Meditation Isn’t About Peace; It’s About Finding Yourself

meditation

Meditation, when done properly, is a deep eternal sigh. It’s a surrendering. It’s an invitation to just be as you are. Not in a cute superficial “Be Yourself” kind of way, but in a raw, total, all-encompassing, messy, vulnerable, and dangerous kind of way. 

‘Cause there’s nothing wrong with who you are. It’s exactly who you need to be, in this moment.

When we meditate, we are waking up to the nudge of wild acceptance. We are looking beyond the surface to access the depth of the waters, no matter how dark, cloudy, and murky they may be.

Meditation isn’t about quieting your mind. And it’s not about finding inner stillness and peace.

It’s about finding yourself, where you are. And not trying to be someone else, or somewhere else. 

It’s about stepping into the fullness of you.

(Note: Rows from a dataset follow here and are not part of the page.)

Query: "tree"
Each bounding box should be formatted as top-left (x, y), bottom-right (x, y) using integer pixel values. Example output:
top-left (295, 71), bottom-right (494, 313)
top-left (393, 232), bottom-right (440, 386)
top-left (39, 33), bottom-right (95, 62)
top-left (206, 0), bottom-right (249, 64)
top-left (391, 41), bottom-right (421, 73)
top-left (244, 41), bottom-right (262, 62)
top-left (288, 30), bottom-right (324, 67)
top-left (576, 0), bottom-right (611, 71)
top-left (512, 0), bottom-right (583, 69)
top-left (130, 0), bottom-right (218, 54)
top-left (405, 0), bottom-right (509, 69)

It’s not about “letting go” of the thoughts.

It’s about letting them come, at first. Because come they will. You’ll have no choice. You can try to shut them out, try to ignore them, but they’ll still be there, demanding your full attention. Waiting eagerly for you at the end of every exhale.

It’ll be unpleasant. It’ll be hard. You’ll convince yourself that the easiest thing to do is step away, give up, never meditate again.

But — remember — you didn’t come here for “easy.” You came here to grow, to journey, to explore. You came here to stretch. To plunge madly into the core of all that you are. 

And so meditation won’t be easy.

In the beginning, you will close your eyes. You will breathe. You will follow the breath, making sure to keep the spine straight.

In one moment, you will be there. You will be locked in. And the next, you will be thinking about the laundry you have to do, or that one thing that your friend said to you last night.

But that’s okay. Let the thoughts come, and then, undeterred, go back to the breath.

With every thought that comes, let it complete itself. Then go back to the breath. 

With every distraction and frustration, just acknowledge it in the moment. But then, the breath. Find it again.

Meditation might make you feel like you’re going mad. It might make you feel like you’re not good enough, like you don’t know how to sit still.

Accept what comes up for you, in each moment. And then, always, back to the breath.

Keep this up, and one day, you will find that you can be with the breath for 30 seconds, or a minute, or two minutes, before the thoughts or feelings come up again.

The amount of time you meditate with ease will slowly and naturally continue to expand, the more you do it.

Trust that. Trust in yourself. Trust in the moment.

Accept where you are right now. You got this.